It’s hard to tell which is piling up faster — the fees bank customers have to pay these days or the research showing just how pervasive these fees are.
Bankrate.com just issued a new survey of checking account fees. (Spoiler alert: they’ve gone up!) The site says checking fees hit “record highs” in 2012. Nearly every fee in its survey climbed, some by more than 25%.
Ironically, one of the reasons behind this fee-ing frenzy are regulations designed to protect us from fees: The American Bankers Association estimates that it costs $250 to $300 for a bank to maintain a customer’s checking account over the course of a year. That total includes expenses like customer service (i,e. paying tellers and call center employees), keeping websites up-to-date and safe from hacking, ATM maintenance and so on.
Banks used to pay for this primarily via fees, overdraft fees in particular. “Overdraft fees are big money to most retail banking operations. It is the engine that pulls along free checking,” consulting company Celent wrote in a 2010 report shortly before the new overdraft rules kicked in.
The Federal Reserve‘s Reg E, the rule that put a stop to the overdraft gravy train, prohibited banks from automatically enrolling customers in overdraft protection plans that would let debit purchases go through even if doing so put the account into the red. The customer would then incur a fee, often in the $35 ballpark, for overdrawing their account. Reg E said banks needed to offer customers the option of choosing overdraft protection and make the default choice not covered (and therefore not subject to the $35 fee) rather than covered.
This is a big reason why only 39% of the 247 banks in the most recent survey offer what Bankrate calls truly free checking; that is, an account that doesn’t charge a monthly fee and doesn’t require a minimum balance to waive the fee. Just three years ago, 76% of banks offered free checking.
Even as those monthly fees are getting harder to avoid, they’re also getting pricier. Bankrate found that the average maintenance fee is now $5.48, a 25% increase over 2011. Think that’s bad? An analysis by the Wall Street Journal found that, over the past five years, this fee has climbed 142%.
The minimum balance required to avoid the monthly fee climbed 23%, to $723.02, Bankrate found. A five-year lookback by the Wall Street Journal found that this amount also skyrocketed, climbing 365% since 2007.

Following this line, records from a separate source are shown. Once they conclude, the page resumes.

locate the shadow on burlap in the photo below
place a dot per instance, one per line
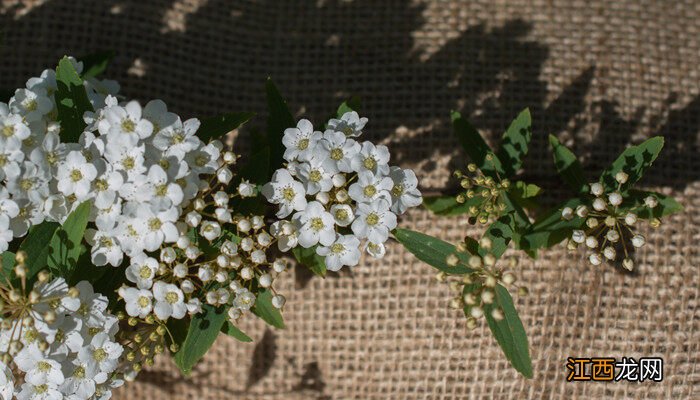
(600, 75)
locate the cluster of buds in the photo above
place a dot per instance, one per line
(475, 292)
(609, 225)
(220, 259)
(484, 192)
(55, 338)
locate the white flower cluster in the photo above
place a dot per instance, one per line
(58, 341)
(207, 264)
(138, 165)
(340, 191)
(609, 227)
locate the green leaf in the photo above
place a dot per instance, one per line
(96, 63)
(634, 161)
(71, 101)
(550, 229)
(218, 126)
(567, 165)
(352, 104)
(432, 251)
(201, 334)
(278, 119)
(509, 332)
(35, 245)
(667, 204)
(515, 142)
(523, 194)
(475, 146)
(310, 259)
(7, 261)
(256, 171)
(65, 245)
(448, 205)
(231, 330)
(500, 232)
(263, 308)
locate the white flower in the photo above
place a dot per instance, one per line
(39, 368)
(340, 149)
(13, 130)
(7, 382)
(301, 141)
(246, 189)
(317, 174)
(210, 230)
(288, 193)
(162, 193)
(139, 302)
(101, 355)
(371, 158)
(179, 138)
(75, 175)
(315, 225)
(142, 271)
(376, 250)
(159, 226)
(38, 392)
(370, 187)
(106, 247)
(597, 189)
(404, 193)
(244, 299)
(349, 124)
(125, 125)
(342, 213)
(169, 301)
(343, 251)
(374, 221)
(129, 159)
(638, 241)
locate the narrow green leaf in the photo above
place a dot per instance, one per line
(65, 245)
(667, 204)
(634, 161)
(352, 104)
(310, 259)
(509, 332)
(567, 165)
(475, 146)
(201, 334)
(35, 245)
(278, 119)
(233, 331)
(218, 126)
(7, 261)
(96, 63)
(515, 142)
(71, 101)
(263, 308)
(432, 251)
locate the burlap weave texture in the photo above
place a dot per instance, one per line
(598, 74)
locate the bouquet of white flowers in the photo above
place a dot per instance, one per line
(127, 232)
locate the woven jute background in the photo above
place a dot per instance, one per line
(599, 74)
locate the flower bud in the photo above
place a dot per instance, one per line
(224, 175)
(278, 301)
(638, 241)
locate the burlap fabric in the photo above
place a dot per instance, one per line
(599, 74)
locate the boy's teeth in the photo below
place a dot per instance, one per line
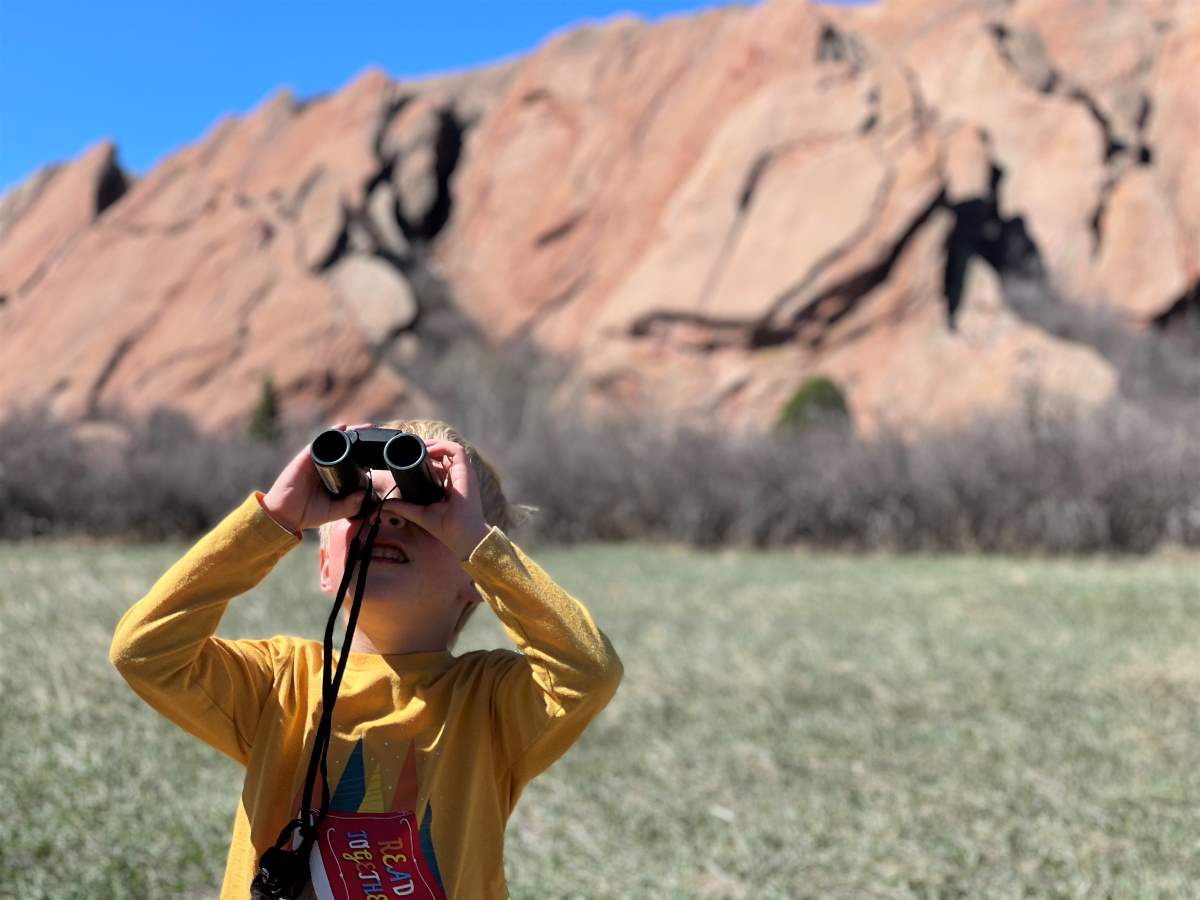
(388, 553)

If this sounds like deja vu, you’re right: MoneyRates.com conducted a survey last month that found what it calls “a comprehensive trend” of climbing costs for maintenance and overdraft fees. The minimum requirement to avoid those fees increased over the past year, along with the amount it costs to open a new checking account. Both MoneyRates and Bankrate found that the cost to use an out-of-network ATM has also increased.
The funny thing is banks still earn a lot of money from overdraft fees. Last year, we shelled out $31.6 billion, according to Moebs $ervices. This is down from the peak $37.1 billion we paid in 2009, but it’s still not exactly pocket change.
Banks did a lot of marketing to try to convince people to sign up for overdraft protection; they’ve been pretty successful, to the chagrin of consumer advocacy groups who charge that banks get people to sign up by basically scaring them into thinking they need the protection or making the opt-in language so confusing that customers choose the opposite of what they think they’re getting. Both The Pew Charitable Trusts and the Center for Responsible Lending conducted studies that reached this conclusion.
In the meantime, those fees just keep climbing.